Richard Barthelmess' convincing performance as the wasted beachcomber Dan McGuire was a far cry from a role he would make famous the next year -- that of the boyish hero in "Tol'able David" (1921). Barthelmess' character is complex -- a career atheist/drunkard/derelict who is miraculously reformed by the love and kindness of his rival. In Dan McGuire, we are given a character who, while being stubborn and hard in his alcoholism and atheism, is a sensitive man who regrets his present condition but doesn't know how to change it. Wagenknecht said, "Richard Barthlmess turns in an excellent characterization in a very uncharacteristic role."

Creighton Hale was perfectly cast as the sickly Walter Kincaid. He, too, gives a convincing performance, and we get a sincere portrayal of a man who is firm in his faith, yet helplessly enchanted by the beautiful White Almond Flower; suffering from illness, yet able to fight and sacrifice for others; and although we intuitively know Barthelmess will get the girl in the end, Hale's Walter Kincaid is a believable rival for the island girl's affection.

Hale appeared in over 50 films during the silent era, and, although he obviously was much in demand, he never attained star status. He can be seen at his best in Ernst Lubtisch's "The Marriage Circle" (1924) in which he holds an almost teenage boyish lovesick fixation with another man's wife while being timid and frightened that anyone would find out, especially the husband, of course. (See "The Marriage Circle" as our "Feature of the Month") Little Rascals fans may remember him as Miss Crabtree's brother in "School's Out" (1930). Hale continued to work in films beyond the silent era, appearing in over 250 films between 1914 and 1959.

Comedy is Weak

Griffith knew the value of comedic interludes to keep drama from becoming too heavy-handed, but, in "The Idol Dancer," the comedy doesn't work very well. Porter Strong in black face as "Peter," the first native convert and Rev. Blythe's assistant, and Florence Short (also in black face) as another, less committed convert, "Pansy," are intended to provide several humorous interludes in the story, but the humor is corny, to say the least. Pansy shimmies and shakes as if she is having convulsions every time she gets near a man. What conversion has taken place in her is questionable. Peter's conversion appears to be based on his desire to strut around in a frock coat and lenseless glasses with Bible in hand imitating his white mentor.

Somewhat more entertaining, in a "cute" sort of way, is Thomas Carr as Rev. Blythe's son trying to get Ben Grauer, as the native boys, to wear pants instead of a loin cloth. The boys actually come to blows over this, and, although incidental to our main story, it appears Griffith is giving us something to think about - for example, what really is right or wrong? To the native boy, his revealing loin cloth is perfectly natural, a part of his culture, while the white boy, in line with his culture, sees it as sinful.

An Inappropriate Musical Score

The print reviewed here is a discontinued release of "The Idol Dancer" once made available by Critic's Choice Video. The picture quality is good throughout, however, the same cannot be said concerning the musical score.

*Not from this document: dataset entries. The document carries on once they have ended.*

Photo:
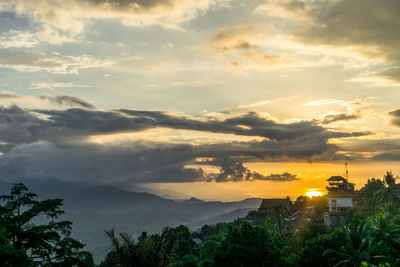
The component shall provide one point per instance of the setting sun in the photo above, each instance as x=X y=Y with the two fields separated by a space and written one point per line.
x=314 y=193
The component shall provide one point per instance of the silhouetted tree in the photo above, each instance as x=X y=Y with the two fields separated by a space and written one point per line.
x=45 y=244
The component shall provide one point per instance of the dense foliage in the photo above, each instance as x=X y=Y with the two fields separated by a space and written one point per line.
x=24 y=242
x=368 y=236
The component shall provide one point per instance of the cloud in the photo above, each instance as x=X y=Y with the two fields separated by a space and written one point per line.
x=28 y=39
x=234 y=171
x=339 y=117
x=392 y=75
x=50 y=84
x=235 y=37
x=366 y=27
x=246 y=106
x=71 y=16
x=395 y=117
x=67 y=100
x=7 y=95
x=285 y=9
x=50 y=62
x=322 y=102
x=57 y=143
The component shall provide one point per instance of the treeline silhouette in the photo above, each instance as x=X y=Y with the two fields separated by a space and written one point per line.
x=369 y=236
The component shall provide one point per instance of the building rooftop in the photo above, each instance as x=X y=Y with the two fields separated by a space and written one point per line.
x=336 y=179
x=269 y=202
x=340 y=194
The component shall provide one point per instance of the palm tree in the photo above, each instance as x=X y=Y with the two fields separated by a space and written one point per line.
x=390 y=194
x=385 y=231
x=124 y=249
x=356 y=247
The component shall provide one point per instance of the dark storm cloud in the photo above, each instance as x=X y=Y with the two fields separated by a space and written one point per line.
x=67 y=100
x=123 y=164
x=53 y=143
x=339 y=117
x=395 y=117
x=234 y=171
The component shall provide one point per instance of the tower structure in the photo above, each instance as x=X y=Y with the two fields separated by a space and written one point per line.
x=340 y=199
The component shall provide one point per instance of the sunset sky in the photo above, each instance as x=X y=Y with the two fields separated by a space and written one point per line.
x=216 y=99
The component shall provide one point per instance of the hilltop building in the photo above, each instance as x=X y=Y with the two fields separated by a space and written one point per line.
x=266 y=208
x=340 y=200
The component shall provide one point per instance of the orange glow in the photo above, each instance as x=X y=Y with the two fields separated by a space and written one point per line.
x=313 y=193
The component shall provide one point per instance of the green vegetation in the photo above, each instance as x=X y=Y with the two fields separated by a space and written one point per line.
x=26 y=243
x=369 y=236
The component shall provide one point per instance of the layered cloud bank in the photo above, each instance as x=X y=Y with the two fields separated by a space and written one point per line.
x=73 y=141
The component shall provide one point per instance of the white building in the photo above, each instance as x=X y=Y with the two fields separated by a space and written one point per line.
x=340 y=200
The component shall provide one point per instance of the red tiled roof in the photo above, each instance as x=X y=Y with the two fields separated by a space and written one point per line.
x=340 y=194
x=253 y=216
x=269 y=202
x=336 y=178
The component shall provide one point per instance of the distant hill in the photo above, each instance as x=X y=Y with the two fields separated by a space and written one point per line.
x=93 y=209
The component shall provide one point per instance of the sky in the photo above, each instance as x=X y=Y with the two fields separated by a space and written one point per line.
x=216 y=99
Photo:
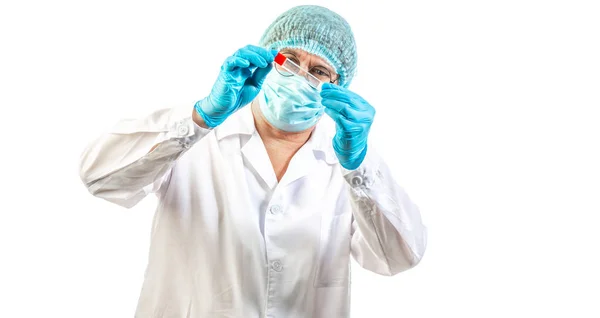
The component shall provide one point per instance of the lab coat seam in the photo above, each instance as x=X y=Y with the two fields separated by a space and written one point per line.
x=376 y=228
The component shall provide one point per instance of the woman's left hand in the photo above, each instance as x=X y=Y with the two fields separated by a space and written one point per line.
x=353 y=117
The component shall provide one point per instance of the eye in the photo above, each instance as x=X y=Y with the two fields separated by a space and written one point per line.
x=319 y=71
x=291 y=57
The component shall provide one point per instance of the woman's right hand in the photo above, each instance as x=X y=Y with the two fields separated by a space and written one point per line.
x=238 y=83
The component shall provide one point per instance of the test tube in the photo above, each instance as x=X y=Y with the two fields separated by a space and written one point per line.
x=294 y=68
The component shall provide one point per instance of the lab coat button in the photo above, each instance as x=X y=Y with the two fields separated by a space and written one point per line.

The Killiam Library, providers of the print used for this video, was eager to provide a score that would help silent films appeal to modern audiences. The video's packaging states, "This silent classic features a new music score by the world-renowned musician and composer who has virtually reinvented the silent film score, Jim Roberge." Whatever the artistic merits of Mr. Roberge, the musical accompaniment was not only inappropriate, but downright distracting in some sequences. The pace and instrumentation of this music did not match the emotion of the scenes. Electric guitars, electric keyboards and very strong bass and drums make up the bulk of the film's musical score. Long stretches, up to 10 minutes, of a repetitive drum beat do not qualify, in this reviewer's opinion, as "musical accompaniment." The least egregious part of the score is the occasional sound of steel drums which give an island flavor (never mind that steel drums are to be found in the Caribbean, not the South Seas). Unfortunately, the musical accompaniment mostly detracts rather than adds to the enjoyment of this film.